Joe Iddon 26 . '17 11:24

It is slow, but it does the job.

def sort_col(arr, col_num=0):
# if we have sorted over all columns return array
if col_num >= arr.shape[1]:
    return arr

# sort array over given column
arr_sorted = arr[arr[:, col_num].argsort()]

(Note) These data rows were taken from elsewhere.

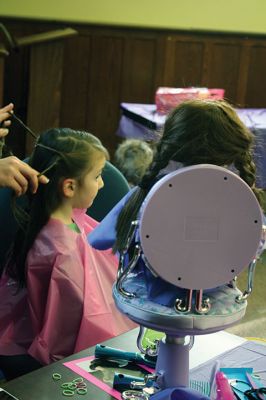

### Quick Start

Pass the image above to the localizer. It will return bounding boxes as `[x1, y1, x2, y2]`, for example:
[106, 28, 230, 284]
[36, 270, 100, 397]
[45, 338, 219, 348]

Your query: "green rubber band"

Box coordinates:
[52, 372, 62, 381]
[68, 382, 78, 390]
[77, 388, 88, 394]
[77, 382, 87, 389]
[61, 382, 72, 389]
[72, 376, 84, 383]
[62, 389, 75, 397]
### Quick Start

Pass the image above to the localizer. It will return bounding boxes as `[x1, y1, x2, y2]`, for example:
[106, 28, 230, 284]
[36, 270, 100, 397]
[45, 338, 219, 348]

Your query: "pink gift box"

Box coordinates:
[155, 87, 224, 114]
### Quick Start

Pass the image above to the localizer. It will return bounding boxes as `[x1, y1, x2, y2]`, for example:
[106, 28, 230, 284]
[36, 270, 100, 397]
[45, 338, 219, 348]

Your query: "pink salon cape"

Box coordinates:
[0, 210, 135, 364]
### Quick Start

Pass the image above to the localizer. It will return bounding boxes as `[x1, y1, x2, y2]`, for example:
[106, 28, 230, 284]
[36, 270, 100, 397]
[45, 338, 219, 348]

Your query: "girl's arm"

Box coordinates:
[27, 252, 84, 364]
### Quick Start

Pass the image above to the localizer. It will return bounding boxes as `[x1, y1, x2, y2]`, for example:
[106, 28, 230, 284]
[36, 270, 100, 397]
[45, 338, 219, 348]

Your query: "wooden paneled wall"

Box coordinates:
[0, 19, 266, 156]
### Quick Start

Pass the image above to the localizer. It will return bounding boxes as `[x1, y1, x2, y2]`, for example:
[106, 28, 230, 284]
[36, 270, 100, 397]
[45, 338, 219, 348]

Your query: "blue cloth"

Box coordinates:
[88, 187, 137, 250]
[88, 187, 193, 307]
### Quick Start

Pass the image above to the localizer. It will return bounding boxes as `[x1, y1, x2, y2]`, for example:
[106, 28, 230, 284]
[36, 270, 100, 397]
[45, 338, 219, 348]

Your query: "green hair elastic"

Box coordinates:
[72, 376, 84, 383]
[52, 372, 62, 381]
[62, 389, 75, 397]
[77, 388, 87, 394]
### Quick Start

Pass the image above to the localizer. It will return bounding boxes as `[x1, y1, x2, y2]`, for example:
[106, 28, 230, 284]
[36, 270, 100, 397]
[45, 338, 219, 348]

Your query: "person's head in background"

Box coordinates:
[8, 128, 108, 286]
[113, 100, 262, 251]
[114, 139, 153, 187]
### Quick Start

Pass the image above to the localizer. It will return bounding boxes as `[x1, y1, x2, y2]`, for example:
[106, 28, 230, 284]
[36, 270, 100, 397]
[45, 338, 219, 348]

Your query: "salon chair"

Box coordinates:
[0, 158, 129, 267]
[113, 164, 265, 400]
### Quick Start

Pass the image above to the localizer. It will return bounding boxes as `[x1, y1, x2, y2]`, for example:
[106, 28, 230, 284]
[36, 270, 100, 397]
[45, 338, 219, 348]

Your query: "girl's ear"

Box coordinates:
[62, 178, 76, 198]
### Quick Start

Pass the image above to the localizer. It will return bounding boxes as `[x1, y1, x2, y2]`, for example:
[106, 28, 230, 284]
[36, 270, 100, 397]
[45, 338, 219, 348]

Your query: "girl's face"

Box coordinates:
[72, 153, 106, 208]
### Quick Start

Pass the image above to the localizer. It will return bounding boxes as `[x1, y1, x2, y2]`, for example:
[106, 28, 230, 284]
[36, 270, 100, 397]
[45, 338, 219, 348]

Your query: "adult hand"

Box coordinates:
[0, 103, 14, 138]
[0, 156, 49, 196]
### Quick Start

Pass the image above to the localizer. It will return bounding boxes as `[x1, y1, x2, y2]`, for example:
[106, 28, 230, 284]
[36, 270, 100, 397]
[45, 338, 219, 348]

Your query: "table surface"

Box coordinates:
[2, 329, 256, 400]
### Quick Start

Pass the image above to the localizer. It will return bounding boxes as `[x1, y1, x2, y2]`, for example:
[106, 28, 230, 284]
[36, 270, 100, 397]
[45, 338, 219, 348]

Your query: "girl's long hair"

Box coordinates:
[5, 128, 108, 287]
[113, 100, 263, 252]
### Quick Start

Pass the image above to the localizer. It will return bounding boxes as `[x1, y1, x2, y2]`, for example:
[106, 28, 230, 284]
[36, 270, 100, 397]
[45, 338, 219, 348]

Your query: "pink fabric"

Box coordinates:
[0, 210, 135, 364]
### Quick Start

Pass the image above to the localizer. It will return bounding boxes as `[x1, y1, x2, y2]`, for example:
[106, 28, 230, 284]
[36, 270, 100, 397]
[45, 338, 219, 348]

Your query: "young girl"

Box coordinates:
[89, 100, 263, 306]
[0, 128, 134, 379]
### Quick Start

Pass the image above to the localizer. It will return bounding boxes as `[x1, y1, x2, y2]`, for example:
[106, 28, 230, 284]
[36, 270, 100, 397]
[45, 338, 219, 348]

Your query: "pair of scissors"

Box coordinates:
[94, 344, 157, 368]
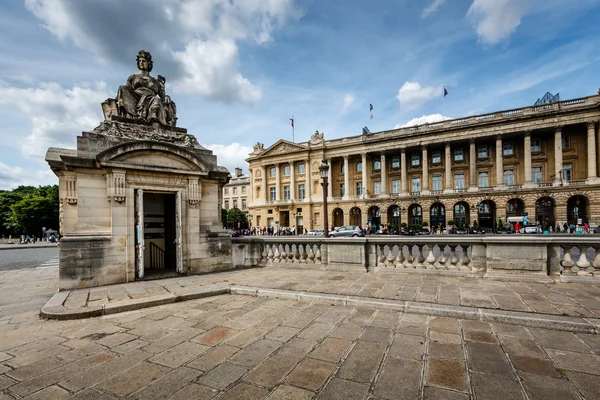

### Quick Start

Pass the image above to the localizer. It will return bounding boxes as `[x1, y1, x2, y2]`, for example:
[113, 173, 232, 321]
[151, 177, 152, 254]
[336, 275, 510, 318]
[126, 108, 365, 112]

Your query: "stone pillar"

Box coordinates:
[260, 165, 269, 204]
[304, 160, 312, 202]
[275, 163, 281, 201]
[343, 156, 350, 200]
[496, 135, 504, 187]
[587, 121, 600, 183]
[554, 126, 562, 186]
[515, 131, 535, 187]
[421, 145, 429, 194]
[469, 139, 479, 192]
[444, 142, 454, 193]
[327, 158, 333, 199]
[381, 154, 387, 196]
[362, 153, 369, 199]
[290, 161, 296, 201]
[400, 149, 408, 194]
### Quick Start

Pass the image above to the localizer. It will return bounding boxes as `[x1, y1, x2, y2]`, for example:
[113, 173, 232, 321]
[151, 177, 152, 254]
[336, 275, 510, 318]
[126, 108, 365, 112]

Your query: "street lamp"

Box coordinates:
[319, 159, 329, 238]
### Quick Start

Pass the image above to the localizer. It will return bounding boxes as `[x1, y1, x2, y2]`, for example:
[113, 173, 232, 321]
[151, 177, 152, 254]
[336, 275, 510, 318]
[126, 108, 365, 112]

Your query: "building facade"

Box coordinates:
[247, 95, 600, 232]
[223, 168, 252, 214]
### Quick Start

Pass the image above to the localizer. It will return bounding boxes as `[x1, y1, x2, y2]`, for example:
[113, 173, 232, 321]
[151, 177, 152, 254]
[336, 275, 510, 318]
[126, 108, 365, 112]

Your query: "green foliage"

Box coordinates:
[0, 185, 59, 236]
[227, 207, 248, 229]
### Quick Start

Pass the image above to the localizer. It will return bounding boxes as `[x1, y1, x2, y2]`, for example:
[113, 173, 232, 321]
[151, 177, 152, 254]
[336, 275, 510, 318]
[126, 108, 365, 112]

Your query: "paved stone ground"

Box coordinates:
[48, 267, 600, 318]
[0, 270, 600, 400]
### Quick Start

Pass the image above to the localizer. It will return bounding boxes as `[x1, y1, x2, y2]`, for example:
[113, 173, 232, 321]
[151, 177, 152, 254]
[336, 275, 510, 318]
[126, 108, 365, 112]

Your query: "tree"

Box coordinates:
[227, 207, 248, 229]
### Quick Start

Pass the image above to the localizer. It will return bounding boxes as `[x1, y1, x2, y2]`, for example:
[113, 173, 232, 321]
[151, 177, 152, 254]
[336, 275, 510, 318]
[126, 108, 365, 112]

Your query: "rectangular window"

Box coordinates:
[504, 169, 515, 186]
[411, 177, 421, 193]
[562, 133, 571, 149]
[531, 167, 542, 183]
[283, 186, 290, 200]
[479, 171, 490, 187]
[373, 181, 381, 194]
[477, 145, 488, 158]
[392, 179, 400, 193]
[431, 175, 443, 192]
[454, 149, 464, 161]
[410, 154, 421, 167]
[563, 163, 573, 181]
[454, 174, 465, 189]
[298, 183, 305, 200]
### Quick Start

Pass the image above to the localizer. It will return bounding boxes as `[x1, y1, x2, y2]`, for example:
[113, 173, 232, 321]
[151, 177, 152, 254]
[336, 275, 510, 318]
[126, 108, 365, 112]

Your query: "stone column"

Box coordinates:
[304, 160, 312, 202]
[421, 145, 429, 194]
[587, 121, 600, 183]
[260, 165, 269, 204]
[400, 149, 408, 194]
[362, 153, 369, 199]
[290, 161, 296, 201]
[381, 154, 387, 196]
[343, 156, 350, 200]
[327, 158, 333, 199]
[554, 126, 562, 186]
[523, 131, 535, 187]
[496, 135, 504, 187]
[444, 142, 454, 193]
[469, 139, 479, 192]
[275, 163, 281, 201]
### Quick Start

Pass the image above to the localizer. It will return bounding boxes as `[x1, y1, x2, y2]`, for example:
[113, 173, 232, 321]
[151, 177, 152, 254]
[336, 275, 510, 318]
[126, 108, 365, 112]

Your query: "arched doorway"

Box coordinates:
[333, 208, 344, 228]
[350, 207, 362, 226]
[367, 206, 381, 229]
[429, 202, 446, 229]
[531, 196, 556, 230]
[567, 195, 588, 225]
[506, 198, 525, 217]
[388, 204, 401, 229]
[477, 200, 496, 232]
[408, 204, 423, 226]
[453, 201, 471, 228]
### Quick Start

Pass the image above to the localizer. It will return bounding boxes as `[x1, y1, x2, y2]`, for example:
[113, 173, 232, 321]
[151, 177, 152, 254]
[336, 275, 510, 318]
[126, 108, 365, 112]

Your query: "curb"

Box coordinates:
[40, 285, 600, 334]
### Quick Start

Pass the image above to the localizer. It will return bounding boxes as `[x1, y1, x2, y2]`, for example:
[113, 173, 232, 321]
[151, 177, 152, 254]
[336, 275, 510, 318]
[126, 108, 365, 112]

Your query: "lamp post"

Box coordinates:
[319, 159, 329, 238]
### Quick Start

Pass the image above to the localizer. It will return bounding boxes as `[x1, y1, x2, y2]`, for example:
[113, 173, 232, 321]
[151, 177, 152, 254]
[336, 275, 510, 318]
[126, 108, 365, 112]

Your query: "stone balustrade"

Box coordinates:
[232, 235, 600, 283]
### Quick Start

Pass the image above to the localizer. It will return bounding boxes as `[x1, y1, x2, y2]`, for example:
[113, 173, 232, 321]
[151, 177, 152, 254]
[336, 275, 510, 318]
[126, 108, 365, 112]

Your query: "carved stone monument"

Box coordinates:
[46, 50, 232, 290]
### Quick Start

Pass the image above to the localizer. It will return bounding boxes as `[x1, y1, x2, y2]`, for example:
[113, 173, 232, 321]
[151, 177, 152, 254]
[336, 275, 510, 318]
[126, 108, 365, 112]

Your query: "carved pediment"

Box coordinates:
[261, 140, 306, 156]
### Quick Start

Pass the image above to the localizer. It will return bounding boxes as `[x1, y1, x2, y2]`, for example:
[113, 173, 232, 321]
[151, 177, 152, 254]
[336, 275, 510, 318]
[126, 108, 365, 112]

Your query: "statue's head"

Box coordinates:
[136, 50, 152, 72]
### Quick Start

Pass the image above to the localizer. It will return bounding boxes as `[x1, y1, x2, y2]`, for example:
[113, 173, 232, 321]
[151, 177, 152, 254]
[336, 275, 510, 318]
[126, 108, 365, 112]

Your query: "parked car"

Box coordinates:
[329, 225, 365, 237]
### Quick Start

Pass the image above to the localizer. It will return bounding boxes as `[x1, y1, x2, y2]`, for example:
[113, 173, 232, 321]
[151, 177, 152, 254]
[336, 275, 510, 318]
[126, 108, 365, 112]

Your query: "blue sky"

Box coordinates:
[0, 0, 600, 189]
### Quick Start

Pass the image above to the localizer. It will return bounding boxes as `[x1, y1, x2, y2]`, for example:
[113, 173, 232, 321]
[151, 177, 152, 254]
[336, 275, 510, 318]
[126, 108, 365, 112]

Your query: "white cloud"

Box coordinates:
[421, 0, 446, 18]
[394, 114, 451, 129]
[396, 81, 444, 109]
[202, 142, 252, 176]
[342, 94, 356, 114]
[0, 82, 114, 159]
[25, 0, 302, 103]
[467, 0, 528, 44]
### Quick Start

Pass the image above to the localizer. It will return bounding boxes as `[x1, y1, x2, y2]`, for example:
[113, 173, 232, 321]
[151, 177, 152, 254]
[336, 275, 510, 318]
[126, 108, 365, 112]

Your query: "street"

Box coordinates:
[0, 247, 58, 271]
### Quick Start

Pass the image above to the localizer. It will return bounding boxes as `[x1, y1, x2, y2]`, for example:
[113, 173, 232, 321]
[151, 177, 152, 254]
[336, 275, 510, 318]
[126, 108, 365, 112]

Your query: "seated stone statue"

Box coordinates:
[112, 50, 177, 126]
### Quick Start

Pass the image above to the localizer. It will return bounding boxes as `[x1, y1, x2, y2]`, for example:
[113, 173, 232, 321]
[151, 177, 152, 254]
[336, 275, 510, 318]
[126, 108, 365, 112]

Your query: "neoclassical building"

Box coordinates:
[247, 95, 600, 231]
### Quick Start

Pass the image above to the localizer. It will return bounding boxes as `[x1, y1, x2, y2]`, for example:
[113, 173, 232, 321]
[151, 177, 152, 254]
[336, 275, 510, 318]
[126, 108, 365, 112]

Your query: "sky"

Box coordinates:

# if the number of 1s in the given column is not equal to the total number
# of rows neither equal to 0, split on 1 and 0, sort and then merge
if len(arr) > np.sum(arr_sorted[:, col_num]) > 0:
    arr_sorted0s = sort_col(arr_sorted[arr_sorted[:, col_num]==0], col_num+1)
    arr_sorted1s = sort_col(arr_sorted[arr_sorted[:, col_num]==1], col_num+1)
    # change order of stacking if you want ascenting order
    return np.vstack((arr_sorted0s, arr_sorted1s))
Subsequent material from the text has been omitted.